Prof. Burger delivered his inaugural lecture last night (22 November 2007) on the Main Campus in Bloemfontein on the topic “The ups and downs of the South African Economy: Rough seas or smooth sailing?”

In his lecture, Prof. Burger emphasised a few key aspects of the South African business cycle and indicated how it changed during the periods 1960-1976, 1976-1994 en 1994-2006.

With the Gross Domestic Product (GDP) as an indicator of the business cycle, the analysis identified the variables that showed the highest correlation with the GDP. During the periods 1976-1994 and 1994-2006, these included durable consumption, manufacturing investment, private sector investment, as well as investment in machinery and non-residential buildings. Other variables that also show a high correlation with the GDP are imports, non-durable consumption, investment in the financial services sector, investment by general government, as well as investment in residential buildings.

Prof. Burger’s analysis also shows that changes in durable consumption, investment in the manufacturing sector, investment in the private sector, as well as investment in non-residential buildings preceded changes in the GDP. If changes in a variable such as durable consumption precede changes in the GDP, it is an indication that durable consumption is one of the drivers of the business cycle. The up or down swing of durable consumption may, in other words, just as well contribute to an up or down swing in the business cycle.
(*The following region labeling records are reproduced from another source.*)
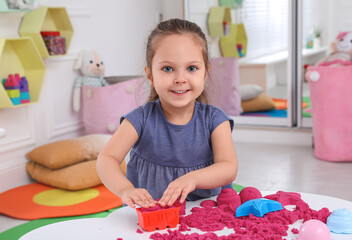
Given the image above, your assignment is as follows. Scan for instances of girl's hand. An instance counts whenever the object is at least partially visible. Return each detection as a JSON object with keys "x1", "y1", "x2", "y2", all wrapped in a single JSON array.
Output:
[
  {"x1": 158, "y1": 173, "x2": 196, "y2": 207},
  {"x1": 121, "y1": 188, "x2": 155, "y2": 208}
]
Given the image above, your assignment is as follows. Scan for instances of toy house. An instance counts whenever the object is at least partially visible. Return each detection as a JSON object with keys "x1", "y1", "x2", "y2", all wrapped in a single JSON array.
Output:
[
  {"x1": 220, "y1": 24, "x2": 247, "y2": 58},
  {"x1": 208, "y1": 7, "x2": 231, "y2": 37}
]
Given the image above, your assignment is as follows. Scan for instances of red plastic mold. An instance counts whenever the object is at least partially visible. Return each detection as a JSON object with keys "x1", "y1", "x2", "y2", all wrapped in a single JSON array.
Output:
[{"x1": 136, "y1": 204, "x2": 181, "y2": 232}]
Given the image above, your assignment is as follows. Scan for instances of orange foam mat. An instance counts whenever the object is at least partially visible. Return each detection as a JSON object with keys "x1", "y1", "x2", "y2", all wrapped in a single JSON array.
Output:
[
  {"x1": 273, "y1": 98, "x2": 308, "y2": 110},
  {"x1": 0, "y1": 183, "x2": 122, "y2": 220}
]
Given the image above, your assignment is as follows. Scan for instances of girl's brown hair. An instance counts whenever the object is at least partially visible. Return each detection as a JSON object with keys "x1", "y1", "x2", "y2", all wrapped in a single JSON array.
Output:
[{"x1": 146, "y1": 18, "x2": 209, "y2": 103}]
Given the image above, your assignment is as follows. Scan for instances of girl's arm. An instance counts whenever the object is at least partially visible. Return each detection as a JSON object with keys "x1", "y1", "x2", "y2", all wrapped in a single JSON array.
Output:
[
  {"x1": 96, "y1": 119, "x2": 154, "y2": 208},
  {"x1": 159, "y1": 121, "x2": 238, "y2": 206}
]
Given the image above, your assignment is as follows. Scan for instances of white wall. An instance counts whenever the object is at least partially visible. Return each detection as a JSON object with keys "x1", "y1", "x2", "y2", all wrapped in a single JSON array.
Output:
[{"x1": 0, "y1": 0, "x2": 166, "y2": 192}]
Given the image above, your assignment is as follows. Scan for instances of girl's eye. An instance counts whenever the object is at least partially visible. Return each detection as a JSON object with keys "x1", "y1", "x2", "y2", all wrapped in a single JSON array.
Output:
[
  {"x1": 163, "y1": 66, "x2": 173, "y2": 72},
  {"x1": 187, "y1": 66, "x2": 198, "y2": 72}
]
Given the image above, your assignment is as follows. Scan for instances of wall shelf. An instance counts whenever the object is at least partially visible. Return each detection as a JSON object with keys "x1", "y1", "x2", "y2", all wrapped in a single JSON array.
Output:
[
  {"x1": 0, "y1": 37, "x2": 46, "y2": 108},
  {"x1": 20, "y1": 7, "x2": 73, "y2": 58},
  {"x1": 0, "y1": 0, "x2": 33, "y2": 13}
]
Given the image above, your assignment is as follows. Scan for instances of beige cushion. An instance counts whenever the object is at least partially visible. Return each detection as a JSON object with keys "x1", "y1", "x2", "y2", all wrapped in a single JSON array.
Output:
[
  {"x1": 239, "y1": 84, "x2": 264, "y2": 101},
  {"x1": 26, "y1": 134, "x2": 111, "y2": 169},
  {"x1": 26, "y1": 160, "x2": 126, "y2": 190},
  {"x1": 241, "y1": 93, "x2": 275, "y2": 112}
]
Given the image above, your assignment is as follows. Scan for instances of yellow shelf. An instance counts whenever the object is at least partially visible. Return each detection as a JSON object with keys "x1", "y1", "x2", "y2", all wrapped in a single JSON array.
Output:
[
  {"x1": 208, "y1": 7, "x2": 232, "y2": 37},
  {"x1": 0, "y1": 37, "x2": 46, "y2": 108},
  {"x1": 220, "y1": 23, "x2": 247, "y2": 57},
  {"x1": 20, "y1": 7, "x2": 73, "y2": 58}
]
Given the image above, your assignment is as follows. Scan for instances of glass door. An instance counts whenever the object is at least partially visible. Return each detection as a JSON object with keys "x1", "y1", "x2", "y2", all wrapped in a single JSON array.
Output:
[
  {"x1": 184, "y1": 0, "x2": 296, "y2": 127},
  {"x1": 297, "y1": 0, "x2": 342, "y2": 128}
]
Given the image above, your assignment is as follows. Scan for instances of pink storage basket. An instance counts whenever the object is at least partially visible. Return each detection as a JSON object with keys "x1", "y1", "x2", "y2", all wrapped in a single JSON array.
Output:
[
  {"x1": 206, "y1": 57, "x2": 241, "y2": 116},
  {"x1": 306, "y1": 66, "x2": 352, "y2": 161},
  {"x1": 82, "y1": 77, "x2": 146, "y2": 134}
]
A surprising finding of the analysis is the particularly strong role durable consumption has played in the business cycle since 1994. This finding is especially surprising due to the fact that durable consumption only constitutes about 12% of the total household consumption.
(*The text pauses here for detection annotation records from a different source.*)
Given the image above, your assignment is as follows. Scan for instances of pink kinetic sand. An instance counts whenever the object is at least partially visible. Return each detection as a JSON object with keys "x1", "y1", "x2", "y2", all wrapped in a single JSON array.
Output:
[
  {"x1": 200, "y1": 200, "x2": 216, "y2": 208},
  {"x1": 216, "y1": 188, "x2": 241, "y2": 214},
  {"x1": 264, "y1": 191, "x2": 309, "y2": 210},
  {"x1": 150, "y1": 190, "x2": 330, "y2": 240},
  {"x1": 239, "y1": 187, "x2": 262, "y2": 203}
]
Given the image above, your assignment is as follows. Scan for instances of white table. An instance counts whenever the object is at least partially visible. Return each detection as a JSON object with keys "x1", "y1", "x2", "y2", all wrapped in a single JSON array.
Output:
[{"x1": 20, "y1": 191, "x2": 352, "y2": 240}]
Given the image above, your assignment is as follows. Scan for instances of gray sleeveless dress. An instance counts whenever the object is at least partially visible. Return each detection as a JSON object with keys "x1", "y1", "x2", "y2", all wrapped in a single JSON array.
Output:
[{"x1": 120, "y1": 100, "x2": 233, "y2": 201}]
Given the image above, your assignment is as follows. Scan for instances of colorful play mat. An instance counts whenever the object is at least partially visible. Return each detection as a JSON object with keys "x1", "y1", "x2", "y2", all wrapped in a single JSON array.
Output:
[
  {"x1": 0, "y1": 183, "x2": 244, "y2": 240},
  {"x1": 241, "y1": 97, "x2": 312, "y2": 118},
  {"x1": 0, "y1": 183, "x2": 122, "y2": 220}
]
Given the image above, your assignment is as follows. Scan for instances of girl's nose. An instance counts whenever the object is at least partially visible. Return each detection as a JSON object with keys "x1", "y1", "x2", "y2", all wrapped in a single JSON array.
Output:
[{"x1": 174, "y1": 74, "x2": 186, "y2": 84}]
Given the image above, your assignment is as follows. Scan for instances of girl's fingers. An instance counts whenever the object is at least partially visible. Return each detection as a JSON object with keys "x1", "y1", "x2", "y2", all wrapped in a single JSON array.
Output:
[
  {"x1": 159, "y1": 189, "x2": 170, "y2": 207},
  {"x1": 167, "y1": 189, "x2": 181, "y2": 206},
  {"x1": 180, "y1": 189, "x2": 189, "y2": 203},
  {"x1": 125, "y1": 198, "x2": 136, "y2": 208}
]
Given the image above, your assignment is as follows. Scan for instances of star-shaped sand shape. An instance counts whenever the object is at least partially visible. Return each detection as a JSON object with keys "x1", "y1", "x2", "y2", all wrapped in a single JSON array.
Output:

A further surprising finding is the particularly small role exports have been playing since 1960 as a driver of the business cycle. In South Africa it is still generally accepted that exports are one of the most important drivers of the business cycle. It is generally accepted that, should the business cycles of South Africa’s most important trade partners show an upward phase; these partners will purchase more from South Africa. This increase in exports will contribute to the South African economy moving upward. Prof. Burger’s analyses shows, however, that exports have generally never fulfil this role.

Over and above the identification of the drivers of the South African business cycle, Prof. Burger’s analysis also investigated the volatility of the business cycle.

When the periods 1976-1994 and 1994-2006 are compared, the analysis shows that the volatility of the business cycle has reduced since 1994 with more than half. The reduction in volatility can be traced to the reduction in the volatility of household consumption (especially durables and services), as well as a reduction in the volatility of investment in machinery, non-residential buildings and transport equipment. The last three coincide with the general reduction in the volatility of investment in the manufacturing sector. Investment in sectors such as electricity and transport (not to be confused with investment in transport equipment by various sectors) which are strongly dominated by the government, did not contribute to the decrease in volatility.

In his analysis, Prof. Burger supplies reasons for the reduction in volatility. One of the explanations is the reduction in the shocks affecting the economy – especially in the South African context. Another explanation is the application of an improved monetary policy by the South African Reserve Bank since the mid 1990’s. A third explanation is the better access to liquidity and credit since the mid 1990’s, which enables the better management of household finance and the absorption of financial shocks.

A further reason which contributed to the reduction in volatility in countries such as the United States of America’s business cycle is better inventory management. While the volatility of inventory in South Africa has also reduced there is, according to Prof. Burger, little proof that better inventory management contributed to the reduction in volatility of the GDP.